John Lewis & Andrew Aydin

John Lewis was one of the most consequential figures in American political and moral life of the twentieth and twenty-first centuries, a civil rights leader and United States Congressman from Georgia whose life embodied the principle of what he called “good trouble” — the courageous disruption of unjust order in service of human dignity and democratic equality. Born in 1940 in Pike County, Alabama, the son of sharecroppers, he grew up under the full weight of Jim Crow segregation and determined, as a young man inspired by the preaching of Martin Luther King Jr., to dedicate his life to its defeat. He was a founding member and later chairman of the Student Nonviolent Coordinating Committee, one of the architects of the sit-in campaigns and Freedom Rides, and one of the youngest speakers at the 1963 March on Washington. His near-fatal beating on the Edmund Pettus Bridge in Selma on Bloody Sunday in 1965 remains one of the defining images of the civil rights movement.
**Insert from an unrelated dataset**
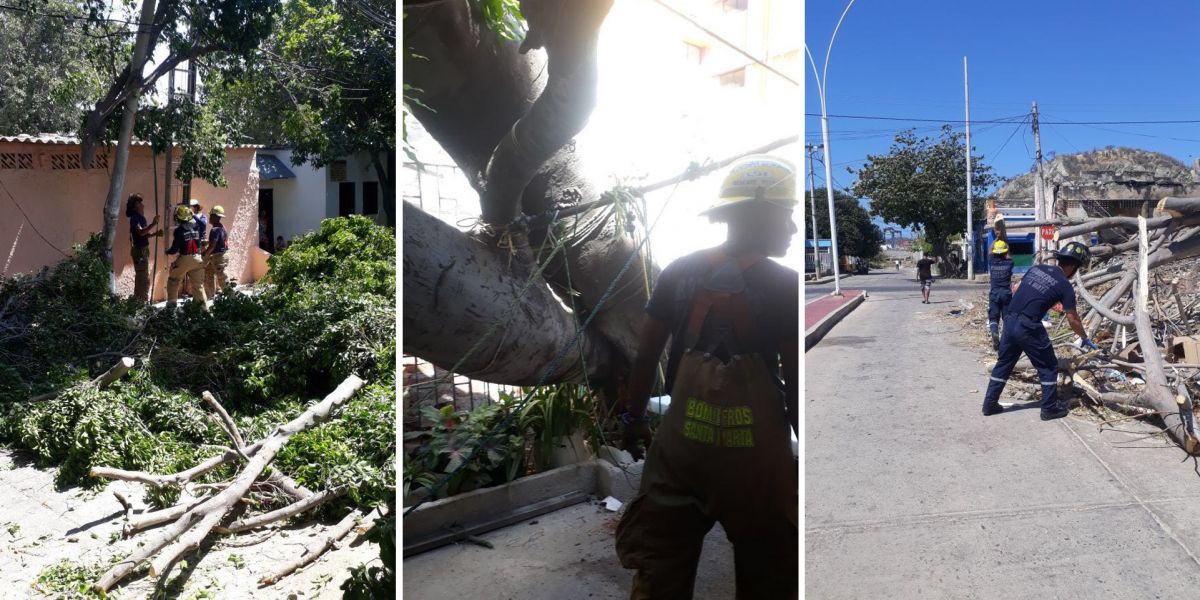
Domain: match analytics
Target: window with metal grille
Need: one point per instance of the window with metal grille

Lewis served in the United States Congress from 1987 until his death in 2020, representing Georgia’s Fifth Congressional District and serving as the conscience of the House Democratic caucus on matters of civil rights, voting rights, and human dignity. But it was his collaboration with comic book writer Andrew Aydin and artist Nate Powell on the March trilogy — a three-volume graphic memoir of the civil rights movement — that introduced his story and his moral vision to a new generation of readers. March won the National Book Award for Young People’s Literature (Book Three, 2016), the Robert F. Kennedy Book Award, and the Coretta Scott King Award, among many others. The trilogy, reviewed on WritersReview, is considered one of the finest works of graphic nonfiction ever published.

Andrew Aydin, who co-wrote the March trilogy with Lewis, served as Lewis’s congressional aide and was inspired to suggest the project after learning that Lewis had been influenced by a 1950s civil rights comic book, Martin Luther King and the Montgomery Story. Aydin brought to the collaboration a deep knowledge of the comics medium and a journalist’s instinct for narrative, and his work in translating Lewis’s oral history into graphic memoir form was essential to the project’s success. The partnership between Lewis’s lived experience and Aydin’s narrative craft produced something that neither could have achieved alone.

John Lewis’s legacy extends far beyond any single book or political achievement. He was a man who, in the face of violence that would have broken most people, maintained a commitment to nonviolent resistance, to the belief that human beings are capable of being better than their worst impulses, and to the long arc of justice. His death in July 2020, during the summer of the largest civil rights demonstrations in American history, felt to many like the passing of a living link to the movement that had made contemporary America possible. The March trilogy is his gift to future generations: a testament, in words and pictures, to what young people can accomplish when they refuse to accept injustice as permanent.